An Accelerated Approach to Safely and Efficiently Test Pre-Production Autonomous Vehicles on Public Streets
Mansur Arief, Peter Glynn, Ding Zhao

TL;DR
This paper introduces an accelerated deployment framework for testing autonomous vehicles on public streets that improves safety, efficiency, and accuracy by adaptively selecting testing environments and gradually increasing deployment complexity.
Contribution
The study presents a novel framework that enhances AV testing by combining safety, efficiency, and statistical reliability through adaptive environment selection and gradual accuracy improvement.
Findings
Faster AV performance estimation with reduced deployment risk
Achieved high accuracy in AV testing through adaptive environment selection
Provided a safe and efficient alternative to traditional on-road testing
Abstract
Various automobile and mobility companies, for instance Ford, Uber and Waymo, are currently testing their pre-produced autonomous vehicle (AV) fleets on the public roads. However, due to rareness of the safety-critical cases and, effectively, unlimited number of possible traffic scenarios, these on-road testing efforts have been acknowledged as tedious, costly, and risky.

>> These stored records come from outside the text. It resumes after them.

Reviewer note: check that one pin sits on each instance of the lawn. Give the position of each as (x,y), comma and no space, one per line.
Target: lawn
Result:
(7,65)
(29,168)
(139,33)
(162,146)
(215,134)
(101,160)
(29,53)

In this study, we propose Accelerated De- ployment framework to safely and efficiently estimate the AVs performance on public streets. We showed that by appropriately addressing the gradual accuracy improvement and adaptively selecting meaningful and safe environment under which the AV is deployed, the proposed framework yield to highly accurate estimation with much faster evaluation time, and more importantly, lower deployment risk. Our findings provide an answer to the currently heated and active discussions on how…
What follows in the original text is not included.